Despite the enormous potential of siRNA expression vectors for gene silencing experiments, they require time consuming and laborious cloning and purification prior to use, often taking 1-2 weeks to prepare. Recently, Castanotto and colleagues reported the use of PCR products to express siRNA hairpins within cells. Ambion has developed three kits, each with different RNA polymerase III promoters, based on this technology. The new Silencer Express siRNA Expression Cassette Kits make it easy to produce siRNA expression cassettes (SECs) by PCR in less than a day. These SECs can be introduced into cells to induce gene silencing — without prior cloning or sequencing.
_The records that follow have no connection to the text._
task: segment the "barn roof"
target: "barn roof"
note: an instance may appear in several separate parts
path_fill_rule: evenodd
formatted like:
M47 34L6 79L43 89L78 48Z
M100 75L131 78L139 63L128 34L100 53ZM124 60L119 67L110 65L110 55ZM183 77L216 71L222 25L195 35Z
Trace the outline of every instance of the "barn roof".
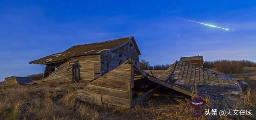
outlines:
M203 61L202 56L191 56L191 57L180 58L180 61L191 61L191 60L201 60Z
M111 50L133 40L135 48L140 54L133 36L108 40L104 42L75 45L64 52L57 53L29 62L30 64L48 64L65 61L75 57L92 54L99 54Z
M242 96L238 83L227 75L185 62L178 61L174 64L175 65L172 68L173 70L166 70L171 72L166 72L168 74L172 73L170 77L163 80L188 90L191 90L191 86L196 86L199 95L205 96L207 92L210 98L215 100L226 98L234 101Z

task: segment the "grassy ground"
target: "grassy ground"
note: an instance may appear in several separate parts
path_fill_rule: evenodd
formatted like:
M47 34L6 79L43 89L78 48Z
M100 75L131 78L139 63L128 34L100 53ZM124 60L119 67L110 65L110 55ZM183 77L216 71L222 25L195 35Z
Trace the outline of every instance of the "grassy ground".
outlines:
M231 75L255 86L254 84L256 81L256 68L245 68L244 70L244 74ZM158 93L132 109L127 109L77 101L76 92L84 85L74 84L2 87L0 88L0 120L195 119L191 115L192 109L188 105L190 98L188 96L181 97L181 102L177 102L174 98L178 96L172 96L179 93L170 90L168 92L162 90L164 93ZM255 91L248 90L245 92L244 99L241 100L244 103L242 108L252 110L255 115L256 93ZM163 94L169 95L159 95ZM206 101L206 108L208 104ZM248 116L243 117L253 119ZM206 118L203 115L200 119ZM222 118L236 118L229 116Z

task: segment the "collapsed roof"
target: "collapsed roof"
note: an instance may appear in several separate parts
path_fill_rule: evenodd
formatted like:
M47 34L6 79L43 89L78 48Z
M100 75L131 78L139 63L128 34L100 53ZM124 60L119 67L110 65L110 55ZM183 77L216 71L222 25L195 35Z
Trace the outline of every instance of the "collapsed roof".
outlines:
M136 104L139 101L138 100L140 98L140 97L145 98L147 96L142 95L134 99L127 97L130 96L129 93L131 93L130 88L133 88L133 86L136 86L132 85L133 80L135 82L139 80L144 80L145 78L189 96L193 96L193 93L196 92L198 95L204 98L210 98L211 100L217 102L210 103L213 105L211 107L213 107L212 109L219 109L222 107L220 106L222 104L220 104L218 103L224 103L228 106L230 106L230 102L239 102L243 97L239 84L231 77L188 62L176 61L160 75L154 76L142 70L134 62L131 60L127 60L107 73L106 75L102 76L89 84L90 88L87 88L87 86L84 87L83 90L79 92L80 100L98 104L101 104L102 102L130 108L132 105L130 104ZM127 71L128 68L125 67L121 68L121 67L124 66L124 64L133 64L132 66L134 68ZM126 73L124 71L134 71L134 72L133 74L130 72L124 74ZM130 78L133 78L128 79ZM128 83L120 84L124 78L128 79L125 80ZM129 80L131 81L129 81ZM151 90L148 92L153 91ZM116 91L119 94L112 93L113 91ZM120 93L123 92L127 93L127 96L126 96L125 98L119 95L122 95ZM98 95L97 97L95 97L96 95ZM103 97L106 96L107 97ZM115 100L108 100L110 98L114 98ZM107 98L108 99L105 100ZM120 100L122 100L122 102L120 102ZM98 102L96 103L96 101Z
M79 56L102 54L134 41L135 48L140 54L140 50L133 36L104 42L75 45L63 52L57 53L29 62L30 64L48 64L66 61Z

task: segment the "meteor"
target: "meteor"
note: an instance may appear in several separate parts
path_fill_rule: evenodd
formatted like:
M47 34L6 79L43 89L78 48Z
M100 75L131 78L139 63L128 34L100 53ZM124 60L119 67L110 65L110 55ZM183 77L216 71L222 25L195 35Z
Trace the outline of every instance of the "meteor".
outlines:
M202 24L202 25L206 25L206 26L210 26L211 27L220 28L220 29L224 30L226 30L226 31L229 30L229 29L228 28L225 28L220 27L216 26L214 26L214 25L212 25L212 24L206 24L206 23L202 23L202 22L196 22L196 21L193 21L193 20L188 20L188 19L186 19L180 18L178 18L178 19L180 19L180 20L186 20L186 21L190 21L190 22L194 22L197 23L198 23L198 24Z

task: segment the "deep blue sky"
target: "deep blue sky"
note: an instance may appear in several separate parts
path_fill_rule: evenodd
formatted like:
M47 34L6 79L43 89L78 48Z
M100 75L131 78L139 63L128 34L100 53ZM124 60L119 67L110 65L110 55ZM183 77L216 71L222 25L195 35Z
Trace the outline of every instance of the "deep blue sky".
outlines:
M198 55L256 61L255 1L170 1L1 0L0 81L42 72L28 62L74 45L132 35L153 65Z

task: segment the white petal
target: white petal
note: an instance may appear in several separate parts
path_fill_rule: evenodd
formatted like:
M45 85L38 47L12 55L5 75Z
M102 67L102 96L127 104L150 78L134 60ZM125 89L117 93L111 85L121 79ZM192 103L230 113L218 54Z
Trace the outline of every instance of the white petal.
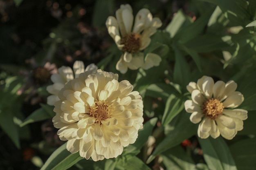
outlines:
M212 121L211 122L211 128L210 130L209 133L211 136L214 139L216 139L220 136L220 133L219 130L219 129L215 123L215 121Z
M221 97L222 101L226 98L228 96L231 95L233 92L236 91L237 87L237 84L233 80L230 80L226 84L225 86L226 88L225 91Z
M108 98L108 91L103 90L101 91L99 96L99 100L100 101L106 100Z
M84 72L84 64L81 61L76 61L73 66L73 69L75 74L75 78L78 77L80 73Z
M74 109L75 110L81 113L89 113L88 110L87 109L85 109L84 104L81 102L75 103L74 105Z
M186 89L189 91L189 92L191 93L195 89L198 89L197 85L195 82L189 82L188 85L186 86Z
M244 123L243 121L243 120L237 118L233 118L233 120L236 123L236 129L237 131L242 130L243 128L244 125Z
M149 37L143 36L141 39L141 46L139 48L139 50L143 50L146 49L150 44L151 39Z
M116 69L119 71L122 74L126 73L128 69L127 63L124 61L123 58L124 55L123 55L116 65Z
M189 113L194 112L202 112L201 108L191 100L187 100L184 103L185 110Z
M200 124L200 131L203 133L209 133L211 128L211 122L213 120L205 117Z
M124 55L124 60L126 62L130 62L132 58L132 55L126 52Z
M201 121L202 118L204 116L204 114L201 112L193 112L190 115L189 119L191 122L193 124L197 124Z
M202 106L205 100L204 97L198 90L193 91L191 94L191 98L194 103L199 106Z
M158 66L162 60L161 57L157 54L148 53L145 58L145 64L142 68L147 70L154 66Z
M143 53L139 53L134 54L130 62L127 63L127 65L131 70L137 70L142 66L143 61Z
M206 139L210 136L210 133L209 132L203 133L200 130L201 128L201 124L199 124L198 126L198 137L202 139Z
M235 91L226 99L223 102L223 106L225 108L235 108L241 104L244 99L244 96L241 93Z
M230 117L239 119L241 120L245 120L248 117L247 111L244 109L236 109L233 110L223 109L222 112L224 115Z
M198 85L198 88L202 91L203 91L202 84L203 82L204 82L204 80L205 78L207 77L207 76L206 75L204 75L202 77L198 79L197 82L197 84Z
M207 98L210 99L212 97L213 88L214 81L210 77L206 77L202 84L202 90Z
M124 9L122 11L122 17L126 33L129 33L131 32L132 26L133 15L130 10Z
M141 9L138 12L135 17L133 32L140 33L144 29L148 14L150 12L148 9Z
M225 91L225 83L222 81L218 81L214 84L213 87L213 98L221 99Z
M218 120L218 119L216 120L216 122L220 132L220 135L224 138L227 139L233 139L236 133L237 133L237 130L236 129L230 129L225 127L224 125Z
M236 128L236 124L233 118L223 115L219 115L216 119L218 122L221 123L225 127L230 129Z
SECs prepared by the Silencer Express Kits provide an excellent screening tool to find the most effective siRNA sequence. Because three different promoters — human H1, human U6 and mouse U6 — are available, the kits are ideal for quickly identifying the best combination of promoter and siRNA sequence in your experimental system. In fact, SECs provide the perfect complement to siRNA expression vectors. SECs found to effectively elicit gene silencing can be readily cloned into a plasmid to create an siRNA expression vector for long term studies.


To learn more about this exciting technology,
click here.
Five Ways to Produce siRNAs —
Choose the Best Method for Your Research
 
Currently, there are five methods for generating siRNAs for gene silencing studies:

1. Chemical synthesis

2. In vitro transcription

3. Digestion of long dsRNA by an RNase III family enzyme

4. Expression in cells from an siRNA expression plasmid or viral vector

5. Expression in cells from a PCR-derived siRNA expression cassette

For researchers just beginning to perform gene silencing studies, having to choose among the methods can be downright intimidating. Certainly each one has its advantages and disadvantages. Methods 1–3 involve in vitro preparation of siRNA that is then introduced directly into mammalian cells or animals by transfection, electroporation, injection, or other method. Methods 4 and 5 rely on the introduction of DNA-based vectors and cassettes that express siRNAs within the cells. Which method is best will depend on the goals of the experiment and the experimental system (e.g., cultured cells versus animals). Ambion has written a new article that briefly describes the five methods, presents their advantages and disadvantages, and discusses the types of applications for which they are best suited. Read it here.
RNAi 2003 Meeting in Boston
May 5-6, 2003
Dr. David Brown, Ambion's Associate Director of Research and leader of one of Ambion's research teams working on RNAi related technologies, will be speaking at the RNAi 2003 Boston Meeting on May 5th. This meeting, officially titled "RNA Interference Technology in Drug Validation and Development", includes RNAi related lectures by respected scientists from both academia and industry. Whether you are just starting out with gene silencing experiments, or you're an RNAi expert, you're bound to learn something new at this two day meeting.
For official meeting information, please click here.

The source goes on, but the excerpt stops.